Rob DeLine, a Principal Researcher at Microsoft Research, has spent the last thirty years designing programming environments for a variety of audiences: end users making 3D environments (Alice); software architects composing systems (Unicon); professional programmers exploring unfamiliar code (Code Thumbnails, Code Canvas, Debugger Canvas); and, most recently, data scientists analyzing streaming data (Tempe). He is a strong advocate of user-centered design and founded a research group applying that approach to software development tools. This approach aims for a virtuous cycle: conducting empirical studies to understand software development practices; inventing technologies that aim to improve those practices; and then deploying these technologies to test whether they actually do.
Title: We won! So what?
To quote our research community’s succinct mission statement: “The Mining Software Repositories (MSR) field analyzes the rich data available in software repositories to uncover interesting and actionable information about software systems and projects.” In the earliest days of this conference, this mission was a novel possibility that the flourishing Open Source movement created. These days, however, the practice of turning repository data into actionable insights and deployed models has become bog standard. So, congratulations to the MSR community for leading the way! But now what? MSR finds itself caught in a heated competition among industry researchers and data scientists to find novel ways to exploit data and apply models. Given the resources and energy that industry now invests in data science and machine learning, MSR cannot hope to succeed by working on the same types of problems, using the same techniques. It’s time to pivot.

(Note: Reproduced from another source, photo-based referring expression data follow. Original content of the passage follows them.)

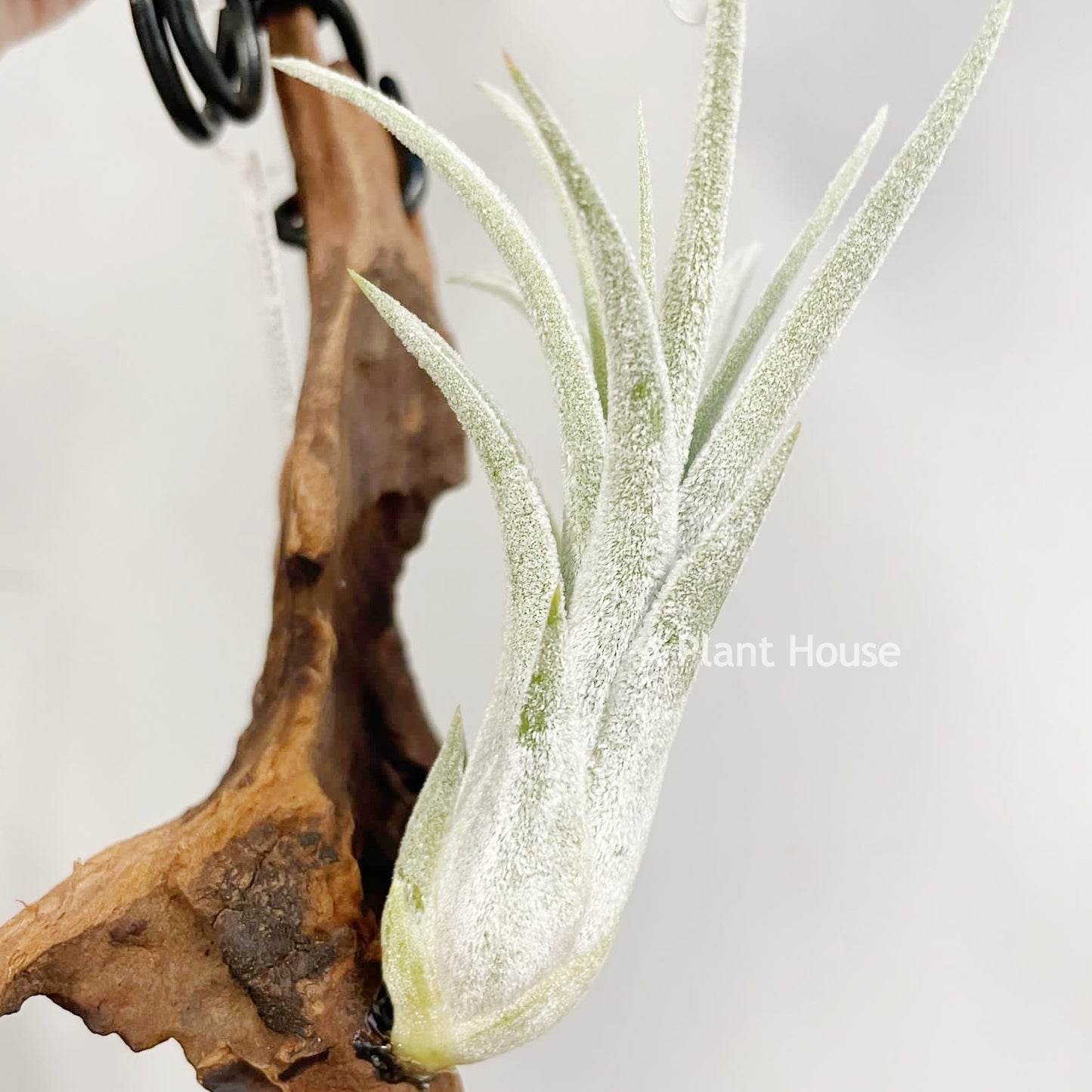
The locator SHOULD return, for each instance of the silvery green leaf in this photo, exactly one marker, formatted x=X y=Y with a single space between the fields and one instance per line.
x=648 y=699
x=515 y=866
x=738 y=270
x=731 y=363
x=522 y=120
x=648 y=216
x=633 y=532
x=519 y=859
x=772 y=390
x=579 y=409
x=530 y=545
x=410 y=922
x=690 y=291
x=495 y=284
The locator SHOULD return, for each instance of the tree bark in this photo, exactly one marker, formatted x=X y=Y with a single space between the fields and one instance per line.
x=247 y=930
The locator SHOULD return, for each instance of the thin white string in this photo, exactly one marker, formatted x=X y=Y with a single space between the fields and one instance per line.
x=252 y=173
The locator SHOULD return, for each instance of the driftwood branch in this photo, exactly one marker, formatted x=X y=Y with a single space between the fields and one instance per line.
x=247 y=928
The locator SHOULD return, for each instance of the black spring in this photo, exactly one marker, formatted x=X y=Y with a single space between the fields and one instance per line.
x=230 y=74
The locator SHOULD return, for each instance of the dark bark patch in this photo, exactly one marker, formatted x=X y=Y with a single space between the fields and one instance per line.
x=255 y=893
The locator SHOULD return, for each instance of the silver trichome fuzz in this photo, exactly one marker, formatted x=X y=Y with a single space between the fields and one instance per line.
x=520 y=854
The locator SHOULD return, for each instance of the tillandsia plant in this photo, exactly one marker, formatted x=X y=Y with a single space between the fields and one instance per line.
x=520 y=854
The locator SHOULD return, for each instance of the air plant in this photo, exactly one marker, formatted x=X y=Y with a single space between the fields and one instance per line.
x=522 y=849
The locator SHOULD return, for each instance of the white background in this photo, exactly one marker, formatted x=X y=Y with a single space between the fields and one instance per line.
x=858 y=880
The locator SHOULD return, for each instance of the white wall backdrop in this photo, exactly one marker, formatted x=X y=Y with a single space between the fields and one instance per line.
x=858 y=880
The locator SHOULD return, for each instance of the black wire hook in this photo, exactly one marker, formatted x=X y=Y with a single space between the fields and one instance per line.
x=232 y=76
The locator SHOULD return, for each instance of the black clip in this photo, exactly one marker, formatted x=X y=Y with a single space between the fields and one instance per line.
x=232 y=78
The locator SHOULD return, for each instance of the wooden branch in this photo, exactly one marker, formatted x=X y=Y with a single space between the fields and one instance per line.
x=247 y=928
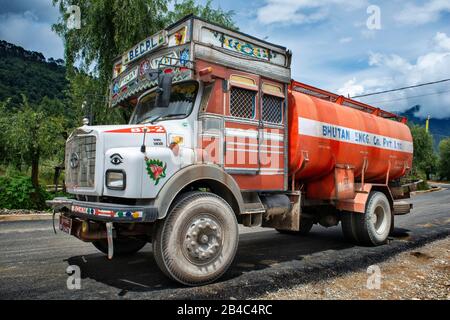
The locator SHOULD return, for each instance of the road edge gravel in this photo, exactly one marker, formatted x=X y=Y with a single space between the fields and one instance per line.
x=314 y=267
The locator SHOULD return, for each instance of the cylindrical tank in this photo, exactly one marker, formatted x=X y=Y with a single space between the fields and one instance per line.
x=323 y=135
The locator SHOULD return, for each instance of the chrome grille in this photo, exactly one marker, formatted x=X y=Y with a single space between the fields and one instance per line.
x=80 y=161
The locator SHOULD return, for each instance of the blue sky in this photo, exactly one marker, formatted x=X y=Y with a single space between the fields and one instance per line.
x=332 y=46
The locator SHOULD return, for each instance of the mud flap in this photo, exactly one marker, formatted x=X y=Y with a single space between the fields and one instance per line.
x=109 y=236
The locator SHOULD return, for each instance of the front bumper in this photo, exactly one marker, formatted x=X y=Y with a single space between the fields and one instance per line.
x=106 y=212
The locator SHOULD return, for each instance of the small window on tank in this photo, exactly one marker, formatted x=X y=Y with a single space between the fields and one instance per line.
x=242 y=103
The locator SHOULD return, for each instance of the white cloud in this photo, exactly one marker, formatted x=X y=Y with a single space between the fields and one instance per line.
x=28 y=31
x=399 y=72
x=418 y=15
x=351 y=88
x=346 y=40
x=301 y=11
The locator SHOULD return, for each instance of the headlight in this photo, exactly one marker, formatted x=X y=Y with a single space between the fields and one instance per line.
x=116 y=179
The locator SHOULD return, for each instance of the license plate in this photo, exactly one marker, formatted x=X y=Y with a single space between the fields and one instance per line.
x=65 y=224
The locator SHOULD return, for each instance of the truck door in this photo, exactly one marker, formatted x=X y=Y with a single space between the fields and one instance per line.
x=254 y=151
x=241 y=130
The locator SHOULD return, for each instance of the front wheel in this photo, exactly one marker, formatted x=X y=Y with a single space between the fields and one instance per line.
x=197 y=242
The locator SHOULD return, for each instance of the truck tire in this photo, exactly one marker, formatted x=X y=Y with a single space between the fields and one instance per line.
x=305 y=227
x=348 y=226
x=122 y=246
x=197 y=241
x=374 y=225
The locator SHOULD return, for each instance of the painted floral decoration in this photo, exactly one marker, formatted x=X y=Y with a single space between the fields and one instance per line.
x=156 y=169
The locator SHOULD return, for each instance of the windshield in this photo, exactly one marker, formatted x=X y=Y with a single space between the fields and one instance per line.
x=181 y=103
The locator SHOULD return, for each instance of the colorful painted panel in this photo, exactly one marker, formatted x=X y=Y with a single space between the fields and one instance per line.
x=134 y=81
x=228 y=42
x=107 y=213
x=148 y=45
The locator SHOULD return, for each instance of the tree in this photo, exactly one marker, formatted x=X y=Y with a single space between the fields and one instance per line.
x=444 y=159
x=207 y=12
x=425 y=160
x=30 y=134
x=110 y=27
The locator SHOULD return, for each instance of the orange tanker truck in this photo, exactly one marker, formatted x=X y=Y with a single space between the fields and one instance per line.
x=219 y=136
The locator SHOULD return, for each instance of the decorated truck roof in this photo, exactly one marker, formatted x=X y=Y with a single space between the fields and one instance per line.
x=176 y=48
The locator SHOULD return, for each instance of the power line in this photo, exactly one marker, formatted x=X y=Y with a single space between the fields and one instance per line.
x=403 y=88
x=407 y=98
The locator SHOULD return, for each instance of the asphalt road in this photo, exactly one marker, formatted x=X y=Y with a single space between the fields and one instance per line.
x=33 y=260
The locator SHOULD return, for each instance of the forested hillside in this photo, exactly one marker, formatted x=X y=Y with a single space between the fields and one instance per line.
x=28 y=72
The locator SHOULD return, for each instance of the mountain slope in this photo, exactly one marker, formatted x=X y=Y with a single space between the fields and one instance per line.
x=439 y=128
x=28 y=72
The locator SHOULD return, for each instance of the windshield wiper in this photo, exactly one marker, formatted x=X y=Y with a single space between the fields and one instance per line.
x=169 y=116
x=152 y=120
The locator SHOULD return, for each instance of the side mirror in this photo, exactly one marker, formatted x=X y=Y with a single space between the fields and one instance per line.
x=164 y=90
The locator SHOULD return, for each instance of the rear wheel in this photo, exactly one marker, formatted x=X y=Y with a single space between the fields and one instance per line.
x=122 y=246
x=197 y=241
x=374 y=225
x=305 y=227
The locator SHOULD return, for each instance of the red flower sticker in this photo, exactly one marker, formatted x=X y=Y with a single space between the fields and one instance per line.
x=156 y=169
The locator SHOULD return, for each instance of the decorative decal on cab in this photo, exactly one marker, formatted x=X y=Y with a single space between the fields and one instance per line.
x=150 y=129
x=156 y=169
x=107 y=213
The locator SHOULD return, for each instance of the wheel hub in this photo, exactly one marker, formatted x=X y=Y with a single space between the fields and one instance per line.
x=203 y=240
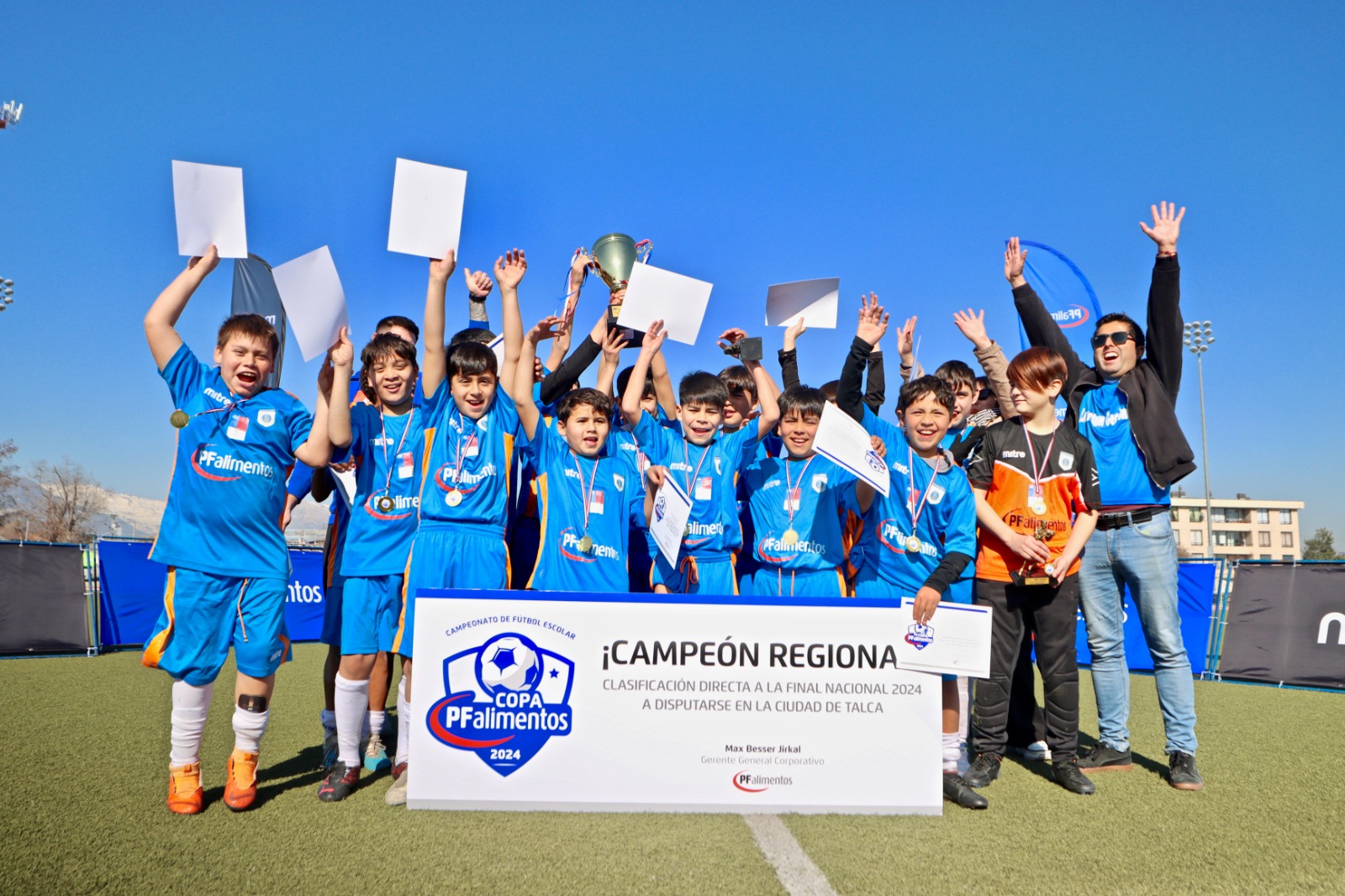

Luckily there are hard open problems for which industry is hungry for results: How can we continue to get insights and build models while upholding privacy laws (GDPR) and user privacy preferences? How can we make trained models understandable to all relevant stakeholders? How can we ensure that our insights and models are not harmed by human biases like sexism, racism, political manipulation, etc.? The first half of this talk will describe current industry practice in data science and machine learning, based on recent studies. In the second half, I’ll describe some difficult new problems, to prod energetic discussion about the future direction of MSR.